A senior at Washington High School in Phoenix disagreed with the ban of sex education.
“Not a lot pf people are aware of how they should protect themselves,” she said.
Tucson Unified School District is facing the similar issues with their sex education and has voted to delay their curriculum based on a vote that took place back in September.
Beau Wagner, a teacher at Washington High School in Phoenix said that he was happy when the so called No Promo Homo law was repealed back in April. This was a law that prohibited schools to teach or promote homosexuality.
“It felt good knowing that the state finally took the necessary steps to avoid alienating a really visible and important community of students, the LGBT community,” he said.
Wagner believes that the teaching of the LGBT community is essential in schools, especially in the area of history, which he teaches.
Many states have also passed anti-bullying laws that are primarily protection for students, however only certain cities and states are specific in their local ordinances in protecting those bullied in the LGBT community. Arizona is one of that states that has laws set in place for bullying, but nothing that specifically protects LGBT students in most counties according the State Bar of Arizona.

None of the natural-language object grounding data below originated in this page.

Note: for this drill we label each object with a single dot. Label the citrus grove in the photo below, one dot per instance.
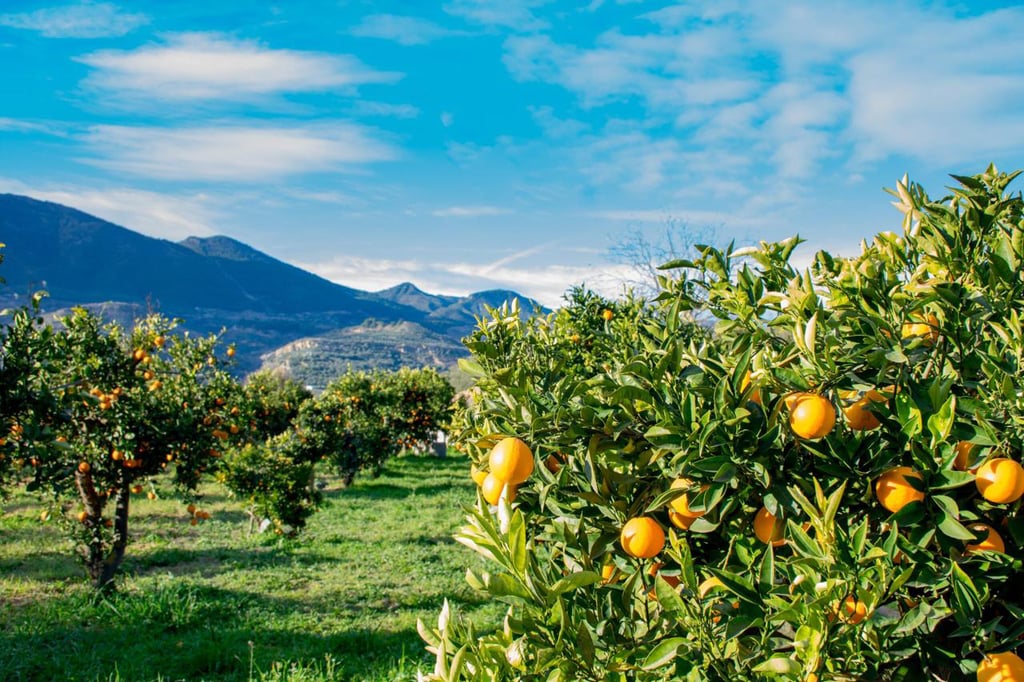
(93, 416)
(826, 485)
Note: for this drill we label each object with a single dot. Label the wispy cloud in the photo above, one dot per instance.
(514, 14)
(469, 211)
(800, 86)
(85, 19)
(235, 153)
(546, 284)
(171, 216)
(211, 67)
(403, 30)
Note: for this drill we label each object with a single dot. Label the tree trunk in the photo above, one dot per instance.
(112, 563)
(102, 561)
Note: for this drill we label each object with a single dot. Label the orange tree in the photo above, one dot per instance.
(126, 406)
(360, 420)
(829, 486)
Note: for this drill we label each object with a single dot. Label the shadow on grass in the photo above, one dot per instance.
(387, 492)
(184, 631)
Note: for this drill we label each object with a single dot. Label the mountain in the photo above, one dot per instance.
(262, 304)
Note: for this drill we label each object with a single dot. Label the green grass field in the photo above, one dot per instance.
(216, 602)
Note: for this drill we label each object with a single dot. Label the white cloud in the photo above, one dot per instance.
(85, 19)
(367, 109)
(402, 30)
(514, 14)
(543, 283)
(781, 92)
(168, 216)
(235, 153)
(210, 67)
(469, 211)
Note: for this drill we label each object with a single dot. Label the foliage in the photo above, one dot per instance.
(360, 420)
(212, 603)
(107, 411)
(929, 320)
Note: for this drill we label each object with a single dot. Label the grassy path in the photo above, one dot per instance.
(214, 602)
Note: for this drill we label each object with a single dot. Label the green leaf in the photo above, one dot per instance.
(779, 666)
(664, 653)
(574, 582)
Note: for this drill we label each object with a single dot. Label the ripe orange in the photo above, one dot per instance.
(1004, 667)
(511, 461)
(642, 537)
(894, 492)
(768, 528)
(492, 488)
(853, 610)
(966, 458)
(992, 542)
(859, 416)
(709, 585)
(1000, 480)
(928, 328)
(811, 416)
(681, 521)
(477, 475)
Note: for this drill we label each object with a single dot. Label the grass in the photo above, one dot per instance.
(216, 602)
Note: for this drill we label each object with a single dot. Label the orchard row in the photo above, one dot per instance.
(92, 414)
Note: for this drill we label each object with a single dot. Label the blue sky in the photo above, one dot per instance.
(471, 144)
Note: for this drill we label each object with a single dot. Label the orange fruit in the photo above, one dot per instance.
(992, 542)
(852, 610)
(1000, 480)
(894, 492)
(709, 585)
(681, 521)
(642, 537)
(768, 528)
(477, 475)
(681, 504)
(812, 416)
(928, 328)
(859, 416)
(1004, 667)
(511, 461)
(965, 456)
(492, 488)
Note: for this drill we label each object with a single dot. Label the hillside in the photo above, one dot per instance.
(219, 284)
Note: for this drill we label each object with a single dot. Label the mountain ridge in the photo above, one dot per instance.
(212, 283)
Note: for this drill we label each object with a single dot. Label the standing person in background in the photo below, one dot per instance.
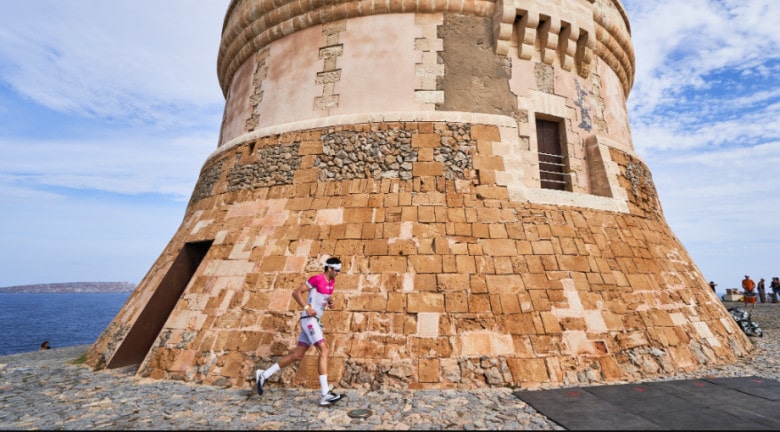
(749, 287)
(775, 286)
(761, 291)
(319, 289)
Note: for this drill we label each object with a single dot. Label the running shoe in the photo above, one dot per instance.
(330, 399)
(260, 381)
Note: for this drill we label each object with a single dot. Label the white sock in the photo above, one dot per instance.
(271, 370)
(324, 384)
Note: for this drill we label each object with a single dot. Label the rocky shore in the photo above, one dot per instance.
(52, 390)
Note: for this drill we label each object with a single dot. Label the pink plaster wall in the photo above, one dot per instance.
(378, 65)
(237, 109)
(290, 87)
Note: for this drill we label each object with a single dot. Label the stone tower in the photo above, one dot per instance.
(470, 162)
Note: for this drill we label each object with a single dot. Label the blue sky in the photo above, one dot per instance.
(109, 109)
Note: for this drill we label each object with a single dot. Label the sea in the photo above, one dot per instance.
(63, 319)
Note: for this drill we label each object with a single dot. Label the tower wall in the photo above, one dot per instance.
(402, 137)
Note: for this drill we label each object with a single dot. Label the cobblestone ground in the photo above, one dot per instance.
(47, 390)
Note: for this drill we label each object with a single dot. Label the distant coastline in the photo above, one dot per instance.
(71, 287)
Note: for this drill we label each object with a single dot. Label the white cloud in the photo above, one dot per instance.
(120, 59)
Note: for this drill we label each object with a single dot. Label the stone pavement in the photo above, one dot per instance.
(48, 390)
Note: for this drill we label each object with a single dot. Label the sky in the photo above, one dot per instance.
(108, 111)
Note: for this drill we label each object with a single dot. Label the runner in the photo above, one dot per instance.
(320, 289)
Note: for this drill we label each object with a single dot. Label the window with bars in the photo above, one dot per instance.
(552, 160)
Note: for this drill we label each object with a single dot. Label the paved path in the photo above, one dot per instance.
(46, 390)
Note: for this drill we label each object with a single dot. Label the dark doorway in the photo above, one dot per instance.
(141, 336)
(552, 161)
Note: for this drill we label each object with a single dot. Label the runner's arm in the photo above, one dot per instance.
(301, 296)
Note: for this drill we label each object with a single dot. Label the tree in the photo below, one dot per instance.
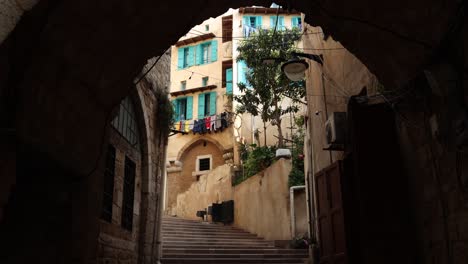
(267, 85)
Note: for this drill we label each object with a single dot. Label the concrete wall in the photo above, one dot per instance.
(261, 203)
(211, 188)
(179, 181)
(329, 88)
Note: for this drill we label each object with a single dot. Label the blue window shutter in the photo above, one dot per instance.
(201, 106)
(241, 78)
(214, 50)
(180, 58)
(191, 58)
(281, 23)
(199, 54)
(229, 81)
(258, 22)
(189, 108)
(213, 103)
(246, 20)
(175, 105)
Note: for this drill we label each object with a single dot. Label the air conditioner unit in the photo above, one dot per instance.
(335, 131)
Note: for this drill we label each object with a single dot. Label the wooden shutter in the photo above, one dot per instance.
(258, 22)
(281, 23)
(191, 58)
(180, 58)
(189, 108)
(212, 103)
(214, 50)
(227, 28)
(201, 106)
(175, 105)
(229, 81)
(199, 54)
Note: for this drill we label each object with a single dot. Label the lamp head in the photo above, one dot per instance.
(295, 69)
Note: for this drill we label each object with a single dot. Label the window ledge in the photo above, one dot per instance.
(198, 173)
(194, 90)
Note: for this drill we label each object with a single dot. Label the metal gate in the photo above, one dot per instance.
(330, 220)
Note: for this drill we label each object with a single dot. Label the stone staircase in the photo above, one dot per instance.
(189, 241)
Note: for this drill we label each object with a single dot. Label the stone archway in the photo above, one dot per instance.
(69, 63)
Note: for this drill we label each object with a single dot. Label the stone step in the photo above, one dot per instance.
(223, 243)
(181, 251)
(203, 232)
(214, 246)
(191, 241)
(231, 260)
(239, 255)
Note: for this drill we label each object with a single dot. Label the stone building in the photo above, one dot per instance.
(204, 77)
(132, 172)
(66, 65)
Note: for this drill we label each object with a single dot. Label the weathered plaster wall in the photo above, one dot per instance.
(261, 203)
(300, 213)
(329, 88)
(68, 63)
(210, 188)
(180, 181)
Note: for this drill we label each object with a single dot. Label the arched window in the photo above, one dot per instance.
(125, 122)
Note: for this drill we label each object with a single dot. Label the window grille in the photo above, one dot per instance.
(126, 123)
(128, 194)
(204, 164)
(108, 195)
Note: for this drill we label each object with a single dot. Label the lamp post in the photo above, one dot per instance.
(295, 69)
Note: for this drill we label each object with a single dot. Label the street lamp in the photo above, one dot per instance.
(295, 68)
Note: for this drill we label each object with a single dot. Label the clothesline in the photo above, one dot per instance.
(204, 125)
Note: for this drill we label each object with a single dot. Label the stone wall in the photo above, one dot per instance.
(211, 188)
(261, 203)
(179, 181)
(300, 213)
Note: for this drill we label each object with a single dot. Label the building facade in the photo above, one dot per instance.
(204, 78)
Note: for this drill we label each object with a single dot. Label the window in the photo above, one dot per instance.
(183, 85)
(186, 57)
(108, 195)
(128, 194)
(242, 71)
(251, 24)
(206, 104)
(203, 163)
(227, 28)
(183, 108)
(296, 22)
(205, 81)
(280, 25)
(206, 50)
(226, 65)
(126, 123)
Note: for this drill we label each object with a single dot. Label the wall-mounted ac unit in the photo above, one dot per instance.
(335, 131)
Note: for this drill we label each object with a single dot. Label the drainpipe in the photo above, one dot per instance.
(12, 10)
(291, 201)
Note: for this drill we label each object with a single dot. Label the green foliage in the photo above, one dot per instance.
(269, 84)
(255, 159)
(297, 176)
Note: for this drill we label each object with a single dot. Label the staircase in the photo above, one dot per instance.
(189, 241)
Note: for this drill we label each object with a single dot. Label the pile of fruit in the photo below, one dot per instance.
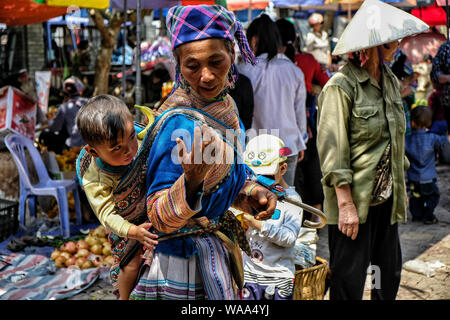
(66, 160)
(91, 252)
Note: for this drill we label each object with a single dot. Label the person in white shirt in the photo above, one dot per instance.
(279, 91)
(317, 42)
(270, 271)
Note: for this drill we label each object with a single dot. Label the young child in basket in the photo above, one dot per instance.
(106, 125)
(270, 271)
(422, 177)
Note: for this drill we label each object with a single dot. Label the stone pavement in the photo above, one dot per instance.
(418, 241)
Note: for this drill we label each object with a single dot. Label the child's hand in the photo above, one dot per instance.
(141, 234)
(250, 221)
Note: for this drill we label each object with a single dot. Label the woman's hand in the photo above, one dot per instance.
(195, 164)
(348, 220)
(301, 155)
(141, 234)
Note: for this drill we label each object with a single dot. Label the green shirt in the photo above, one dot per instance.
(357, 118)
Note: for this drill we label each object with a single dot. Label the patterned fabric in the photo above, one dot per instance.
(205, 276)
(170, 214)
(441, 65)
(191, 23)
(284, 286)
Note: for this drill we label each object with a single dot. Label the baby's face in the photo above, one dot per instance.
(123, 151)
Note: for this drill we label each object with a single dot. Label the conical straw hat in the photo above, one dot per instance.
(376, 23)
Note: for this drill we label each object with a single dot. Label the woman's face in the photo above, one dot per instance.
(205, 65)
(317, 27)
(389, 50)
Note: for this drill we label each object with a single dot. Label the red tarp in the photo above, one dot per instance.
(22, 12)
(432, 15)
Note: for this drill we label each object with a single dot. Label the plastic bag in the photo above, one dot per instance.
(305, 248)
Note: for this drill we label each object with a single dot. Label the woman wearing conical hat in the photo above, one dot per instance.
(361, 134)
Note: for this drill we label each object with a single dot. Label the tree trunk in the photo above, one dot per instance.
(109, 38)
(102, 67)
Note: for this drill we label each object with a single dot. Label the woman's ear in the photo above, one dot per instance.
(233, 53)
(283, 168)
(254, 44)
(91, 151)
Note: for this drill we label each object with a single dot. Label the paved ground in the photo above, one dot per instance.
(424, 242)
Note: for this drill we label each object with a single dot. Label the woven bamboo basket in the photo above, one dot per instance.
(310, 282)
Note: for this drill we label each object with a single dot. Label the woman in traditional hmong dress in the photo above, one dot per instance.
(194, 170)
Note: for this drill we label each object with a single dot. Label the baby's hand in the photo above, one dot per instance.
(250, 221)
(141, 234)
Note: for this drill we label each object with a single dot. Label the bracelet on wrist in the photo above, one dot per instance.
(249, 189)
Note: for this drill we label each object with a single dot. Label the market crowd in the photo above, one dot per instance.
(354, 131)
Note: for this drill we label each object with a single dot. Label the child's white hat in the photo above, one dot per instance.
(376, 23)
(264, 154)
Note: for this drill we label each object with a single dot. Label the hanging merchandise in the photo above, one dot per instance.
(234, 5)
(96, 4)
(17, 113)
(23, 12)
(42, 80)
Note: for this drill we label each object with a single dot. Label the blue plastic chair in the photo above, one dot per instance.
(45, 187)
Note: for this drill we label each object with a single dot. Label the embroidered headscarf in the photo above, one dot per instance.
(191, 23)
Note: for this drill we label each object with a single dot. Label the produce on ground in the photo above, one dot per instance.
(92, 251)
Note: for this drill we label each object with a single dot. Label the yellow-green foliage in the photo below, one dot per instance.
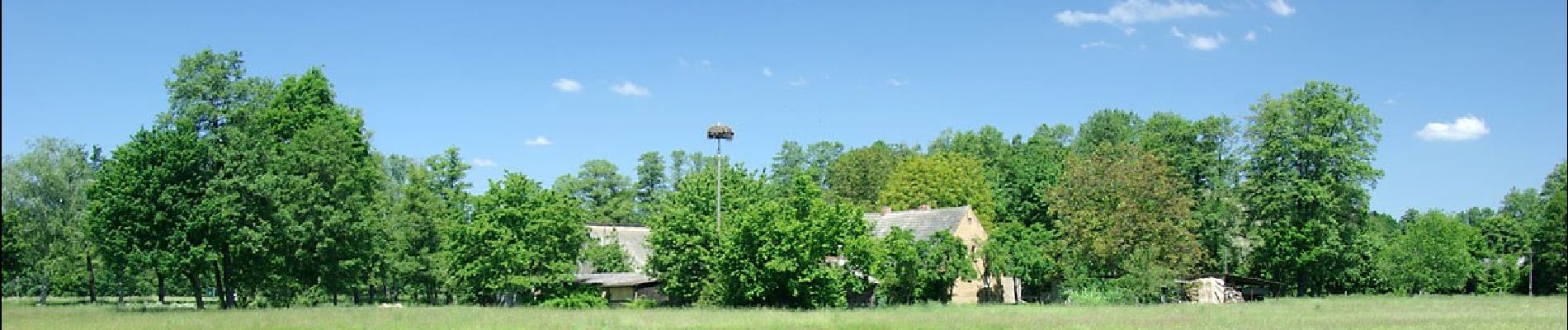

“Anti-bully laws should also be required to protect members of the LGBT community since they’re being bullied and harassed every day,” a senior at Washington High School said. “No one is doing anything about it and this law is able to help…”
Many states are still in the midst of deciding what to do when it comes to sex education and whether to be inclusive in anti-bullying rights as well as discrimination laws.
Phoenix, Tempe, Tucson and Flagstaff are the only cities with local anti-discrimination laws for those in the LGBT community when it comes to the workforce, according to Hammond.
In order to expand the anti-discrimination laws Hammond and the rest of her team at Equality AZ have continued to work with representatives in order to promote “their stories” and be heard in the community.